Respected industry website BusinessGreen.com reported today saying :
“The company was planning to shift its European headquarters from Germany to Wrexham, North Wales, as recently as June, but now the site looks likely to be sold after almost 30 years of operations. The Wrexham site employs around 500 people.
Sharp has previously denied it would scale back its Wrexham plant following successive cuts to solar subsidies in the UK, insisting it was committed to a site where it has invested over £26m.
A Sharp spokesman declined to comment on the grounds the company’s business rebuilding programs have not been officially decided yet.”
Japanese news service Kyodo News reports that Sharp plans to end all production and sales in Europe by March, however they were told by a company spokesman that ‘nothing had been decided’.

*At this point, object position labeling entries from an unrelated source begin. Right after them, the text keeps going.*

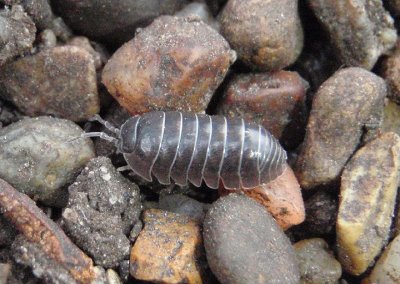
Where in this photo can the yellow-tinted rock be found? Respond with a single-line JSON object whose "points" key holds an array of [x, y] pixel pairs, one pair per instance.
{"points": [[387, 269], [282, 198], [368, 192], [168, 250]]}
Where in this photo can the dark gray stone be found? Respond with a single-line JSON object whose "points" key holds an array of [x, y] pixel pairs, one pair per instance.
{"points": [[245, 245]]}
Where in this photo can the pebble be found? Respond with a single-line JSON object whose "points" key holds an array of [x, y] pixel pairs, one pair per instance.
{"points": [[201, 11], [367, 200], [173, 64], [273, 100], [391, 73], [5, 269], [7, 232], [282, 198], [347, 103], [387, 269], [60, 81], [394, 6], [113, 22], [316, 262], [321, 213], [245, 245], [39, 157], [42, 245], [263, 42], [182, 204], [391, 117], [168, 250], [360, 30], [17, 32], [102, 208]]}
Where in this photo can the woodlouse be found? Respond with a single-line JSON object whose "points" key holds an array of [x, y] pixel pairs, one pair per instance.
{"points": [[197, 147]]}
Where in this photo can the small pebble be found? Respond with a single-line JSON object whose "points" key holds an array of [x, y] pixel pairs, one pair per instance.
{"points": [[39, 156], [282, 198], [387, 269], [201, 11], [367, 200], [17, 33], [267, 35], [113, 22], [168, 250], [348, 103], [59, 81], [102, 208], [245, 245], [316, 262], [321, 213], [40, 12], [360, 30], [391, 73], [273, 100], [182, 204], [5, 269], [173, 64]]}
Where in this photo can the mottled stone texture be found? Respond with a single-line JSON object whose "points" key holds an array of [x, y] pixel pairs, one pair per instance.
{"points": [[346, 104], [360, 30], [367, 199], [173, 64]]}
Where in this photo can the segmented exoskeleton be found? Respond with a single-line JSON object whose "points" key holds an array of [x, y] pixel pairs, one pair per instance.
{"points": [[195, 147]]}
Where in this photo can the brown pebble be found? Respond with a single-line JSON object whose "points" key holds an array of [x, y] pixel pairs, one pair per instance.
{"points": [[173, 64], [360, 30], [59, 81], [273, 100], [17, 33], [282, 198], [168, 250], [349, 101], [41, 230], [267, 35], [391, 73], [367, 199]]}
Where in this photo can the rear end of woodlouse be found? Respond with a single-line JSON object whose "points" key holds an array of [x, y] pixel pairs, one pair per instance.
{"points": [[195, 147]]}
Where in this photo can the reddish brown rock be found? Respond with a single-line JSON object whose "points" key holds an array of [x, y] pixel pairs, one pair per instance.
{"points": [[173, 64], [168, 250], [59, 81], [273, 100], [282, 198], [39, 229], [267, 35], [360, 30], [346, 104]]}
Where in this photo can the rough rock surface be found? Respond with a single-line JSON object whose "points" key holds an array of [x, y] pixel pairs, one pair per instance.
{"points": [[102, 208], [245, 245]]}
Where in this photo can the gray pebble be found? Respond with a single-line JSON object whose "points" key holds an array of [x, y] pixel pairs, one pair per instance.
{"points": [[245, 245], [60, 81], [317, 264], [38, 156], [102, 208], [17, 33]]}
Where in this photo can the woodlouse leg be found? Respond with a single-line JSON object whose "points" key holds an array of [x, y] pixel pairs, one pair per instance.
{"points": [[101, 135], [124, 168], [106, 124]]}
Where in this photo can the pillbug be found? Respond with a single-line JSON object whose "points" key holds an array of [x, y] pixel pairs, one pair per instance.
{"points": [[197, 147]]}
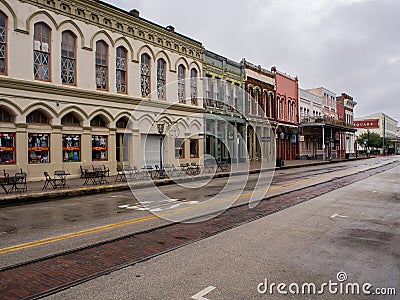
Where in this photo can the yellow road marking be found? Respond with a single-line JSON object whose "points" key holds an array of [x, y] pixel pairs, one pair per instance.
{"points": [[151, 217]]}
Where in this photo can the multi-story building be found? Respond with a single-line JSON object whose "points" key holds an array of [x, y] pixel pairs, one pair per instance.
{"points": [[83, 82], [223, 102], [345, 110], [259, 112], [334, 129], [381, 124], [310, 138], [286, 115], [328, 100]]}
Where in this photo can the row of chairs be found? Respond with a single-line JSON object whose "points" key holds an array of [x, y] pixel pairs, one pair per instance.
{"points": [[14, 181], [132, 172]]}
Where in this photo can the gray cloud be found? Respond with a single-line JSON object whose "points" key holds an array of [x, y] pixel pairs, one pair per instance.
{"points": [[350, 46]]}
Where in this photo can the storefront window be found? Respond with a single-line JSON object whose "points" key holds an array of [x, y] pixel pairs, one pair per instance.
{"points": [[99, 147], [38, 148], [7, 148], [71, 147], [179, 148]]}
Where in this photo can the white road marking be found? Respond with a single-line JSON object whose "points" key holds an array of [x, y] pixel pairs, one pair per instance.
{"points": [[199, 295], [337, 215]]}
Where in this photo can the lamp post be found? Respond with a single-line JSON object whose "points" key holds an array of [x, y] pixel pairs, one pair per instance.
{"points": [[282, 137], [160, 128]]}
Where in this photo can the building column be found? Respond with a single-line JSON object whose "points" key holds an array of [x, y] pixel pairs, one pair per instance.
{"points": [[323, 143]]}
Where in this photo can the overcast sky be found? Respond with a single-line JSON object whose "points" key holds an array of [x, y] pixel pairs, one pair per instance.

Wrexham’s factory opened in 1984 and started with the production of video recorders and microwave ovens. Since 2004 it has been manufacturing solar modules, replacing the video recorder production. Of all Sharp’s solar module manufacturing plants around the world, Wrexham is one of the most technically advanced. Today it assembles highly advanced monocrystalline and polycrystalline solar modules for use in both residential and commercial installations.
In November we reported about concerns about the future of the factory, however had brighter news in June of this year with 3000 solar panels being installed with Sharp providing specialist skills. Also in June Sharp announced they were to make Wrexham a ‘Solar Headquarters’, and last month the council announced that social housing in town were starting to get solar panels – again with help from Sharp.